O jogo que pode ?azarar? o emprego
Alguns atos que o empregado pratica fora do horário e do local de trabalho podem repercutir na empresa e gerar o rompimento do contrato por justa causa. É o que acontece, por exemplo, quando o empregado age com improbidade, atentando contra o patrimônio de terceiros, quando ele tem hábitos alcoólicos que afetem a prestação do trabalho e refletem no emprego, quando apresenta anomalias sexuais com repercussões na empresa.
Também justifica o despedimento do empregado os atos praticados fora da empresa que sejam ofensivos à honra, à boa fama ou à integridade física do empregador ou de superiores hierárquicos, exceto se o empregado agiu em legítima defesa própria ou de outrem. Há entendimentos no sentido de caracterizar a falta grave ensejadora do despedimento, quando o empregado agride um colega de trabalho da mesma hierarquia funcional ou a um cliente por motivos que forem relacionados ou tiveram origem no trabalho.
A prática de jogo considerado de azar é, segundo a CLT, caracterizadora de falta disciplinar de natureza grave, determinando a possibilidade ao empregador de despedir o empregado sem pagar-lhe as verbas indenizatórias. Alguns requisitos, entretanto, precisam ser preenchidos para que o jogo de azar constitua motivo de rompimento contratual. O primeiro deles é a reiteração. A lei utiliza a expressão ?habitual?. Isto significa dizer que o empregado somente será encartado como faltoso se jogar constantemente, se contrair uma mania, um hábito persistente, inveterado e compulsivo.
O que é considerado jogo de azar?
Outro aspecto que a lei exige, é que o jogo seja ?de azar?, isto é, aquele ?jogo que não dependa exclusiva ou principalmente da sorte?. Este conceito está inserido no artigo 3º, da Lei das Contravenções Penais, que vigora no Brasil desde 1941. Ficam excluídas da justa causa aqueles jogos que dependem de raciocínio e de habilidade do jogador. Assim, por exemplo, se o empregado for fissurado em jogo de damas ou de xadrez não incide na falta grave elencada na alínea ?l?, do artigo 482 da CLT, salvo se a prática ocorre na empresa, em horário de serviço, podendo caracterizar aí figura da desídia se houver reiteração.
Para efeito trabalhista são considerados como jogos de azar não só os que a legislação penal elenca, como o jogo do bicho, a corrida de cavalo fora de hipódromo ou de local autorizado, as máquinas caça-níqueis, mas também, jogos oficiais como a loteria esportiva, a mega-sena, a loto-mania, a loto-fácil e o timemania.
O envolvimento de dinheiro
Cabe destacar que o jogo habitual que faz rescindir o contrato de emprego é aquele que envolve dinheiro, que compromete parte dos salários do empregado. Este é um aspecto fundamental, pois é o que induz o empregador a perder a fidúcia, a confiança, uma vez que os desarranjos econômicos já instalados ou por acontecer tornam o empregado suspeito e suscetível de atentar contra o patrimônio da empresa, tanto para satisfazer as suas necessidades pessoais e familiares, como para alimentar ao próprio vício.
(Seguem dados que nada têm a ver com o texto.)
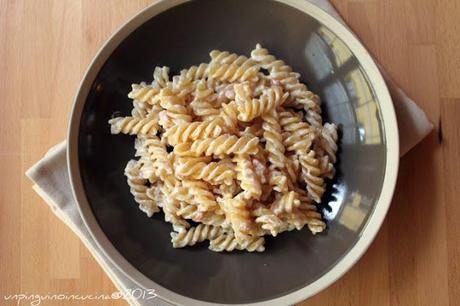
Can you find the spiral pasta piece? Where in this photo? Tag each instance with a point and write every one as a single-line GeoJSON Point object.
{"type": "Point", "coordinates": [230, 151]}
{"type": "Point", "coordinates": [204, 100]}
{"type": "Point", "coordinates": [174, 106]}
{"type": "Point", "coordinates": [138, 189]}
{"type": "Point", "coordinates": [231, 68]}
{"type": "Point", "coordinates": [196, 193]}
{"type": "Point", "coordinates": [249, 108]}
{"type": "Point", "coordinates": [187, 76]}
{"type": "Point", "coordinates": [184, 132]}
{"type": "Point", "coordinates": [268, 221]}
{"type": "Point", "coordinates": [215, 217]}
{"type": "Point", "coordinates": [311, 174]}
{"type": "Point", "coordinates": [214, 173]}
{"type": "Point", "coordinates": [286, 203]}
{"type": "Point", "coordinates": [249, 181]}
{"type": "Point", "coordinates": [238, 215]}
{"type": "Point", "coordinates": [224, 144]}
{"type": "Point", "coordinates": [273, 139]}
{"type": "Point", "coordinates": [282, 73]}
{"type": "Point", "coordinates": [195, 235]}
{"type": "Point", "coordinates": [161, 77]}
{"type": "Point", "coordinates": [134, 126]}
{"type": "Point", "coordinates": [157, 154]}
{"type": "Point", "coordinates": [299, 218]}
{"type": "Point", "coordinates": [229, 115]}
{"type": "Point", "coordinates": [228, 242]}
{"type": "Point", "coordinates": [299, 136]}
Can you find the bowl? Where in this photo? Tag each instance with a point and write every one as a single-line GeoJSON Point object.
{"type": "Point", "coordinates": [178, 34]}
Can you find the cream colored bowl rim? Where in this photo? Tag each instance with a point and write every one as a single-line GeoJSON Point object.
{"type": "Point", "coordinates": [345, 263]}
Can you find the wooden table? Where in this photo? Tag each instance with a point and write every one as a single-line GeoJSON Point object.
{"type": "Point", "coordinates": [45, 46]}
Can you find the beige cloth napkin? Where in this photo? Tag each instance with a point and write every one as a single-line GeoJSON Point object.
{"type": "Point", "coordinates": [51, 180]}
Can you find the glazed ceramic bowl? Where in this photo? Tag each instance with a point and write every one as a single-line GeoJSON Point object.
{"type": "Point", "coordinates": [295, 265]}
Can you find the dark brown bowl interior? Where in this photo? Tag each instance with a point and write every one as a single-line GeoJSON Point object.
{"type": "Point", "coordinates": [183, 36]}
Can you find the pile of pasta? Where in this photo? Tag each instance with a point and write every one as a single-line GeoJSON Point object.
{"type": "Point", "coordinates": [231, 151]}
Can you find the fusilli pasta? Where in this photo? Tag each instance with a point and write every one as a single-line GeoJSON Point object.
{"type": "Point", "coordinates": [230, 151]}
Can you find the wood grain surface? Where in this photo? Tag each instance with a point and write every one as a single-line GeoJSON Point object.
{"type": "Point", "coordinates": [45, 46]}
Wagner Giglio, em seu trabalho monográfico sobre as justas causas, publicada pela editora LTr, diz que o vício do jogo degrada o indivíduo, arrasta-o quase que inexoravelmente para a desonestidade e solapa a sua formação moral.
Quem está envolvido?
Há quem entenda que a prática constante de jogo de azar não atinge a todos os empregados, mas apenas àqueles que exercem funções de maior relevância. A ilustre magistrada Alice Monteiro de Barros, do Tribunal Regional do Trabalho de Belo Horizonte, entende que o empregador não pode generalizar, pois o trabalhador braçal, o pouco qualificado, não poderia ser atingido pela dispensa, uma vez que o jogo habitual não tem reflexos deletérios no trabalho e na empresa.
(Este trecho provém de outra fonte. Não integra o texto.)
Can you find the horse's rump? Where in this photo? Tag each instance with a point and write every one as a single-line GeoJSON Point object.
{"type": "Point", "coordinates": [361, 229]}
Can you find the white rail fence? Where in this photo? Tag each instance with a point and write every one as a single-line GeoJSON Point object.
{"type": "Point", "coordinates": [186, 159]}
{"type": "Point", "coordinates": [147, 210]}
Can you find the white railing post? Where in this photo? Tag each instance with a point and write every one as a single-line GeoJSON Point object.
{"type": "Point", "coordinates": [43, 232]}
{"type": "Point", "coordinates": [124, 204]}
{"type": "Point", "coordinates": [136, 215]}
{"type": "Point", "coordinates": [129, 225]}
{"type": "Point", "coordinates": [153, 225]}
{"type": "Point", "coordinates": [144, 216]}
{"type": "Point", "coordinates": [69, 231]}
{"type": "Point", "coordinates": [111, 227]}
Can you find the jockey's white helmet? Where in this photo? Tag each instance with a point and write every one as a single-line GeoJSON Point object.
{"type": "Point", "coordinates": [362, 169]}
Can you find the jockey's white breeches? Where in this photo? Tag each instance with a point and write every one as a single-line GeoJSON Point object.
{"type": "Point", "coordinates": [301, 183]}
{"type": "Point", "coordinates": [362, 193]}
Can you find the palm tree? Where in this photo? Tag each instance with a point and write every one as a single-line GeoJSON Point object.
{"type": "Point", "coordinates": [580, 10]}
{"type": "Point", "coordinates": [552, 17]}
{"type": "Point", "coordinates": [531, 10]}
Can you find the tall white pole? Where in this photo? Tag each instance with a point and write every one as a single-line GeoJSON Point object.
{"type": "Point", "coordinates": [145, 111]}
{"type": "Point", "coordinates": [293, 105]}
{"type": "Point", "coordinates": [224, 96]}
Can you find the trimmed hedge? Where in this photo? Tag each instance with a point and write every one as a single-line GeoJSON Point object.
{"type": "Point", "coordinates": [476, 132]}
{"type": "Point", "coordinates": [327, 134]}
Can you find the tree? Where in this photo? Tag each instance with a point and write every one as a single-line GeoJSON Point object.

Dorval de Lacerda, desde priscas eras, já defendia esta tese dizendo que não se podia falar em quebra de confiança do empregado de categoria humilde e mencionava com exemplo o ?capinador?.
Todavia, a lei não faz distinção alguma e não há jurisprudências nos tribunais trabalhistas em quantidade suficiente que permitam definir uma posição sobre o caso. De qualquer forma, é bom que o empregado viciado em jogo, independentemente da função que exerça na empresa, fique com as ?barbas de molho?, pois o dinheiro que consome não é, certamente, a única coisa passível de ser perdida.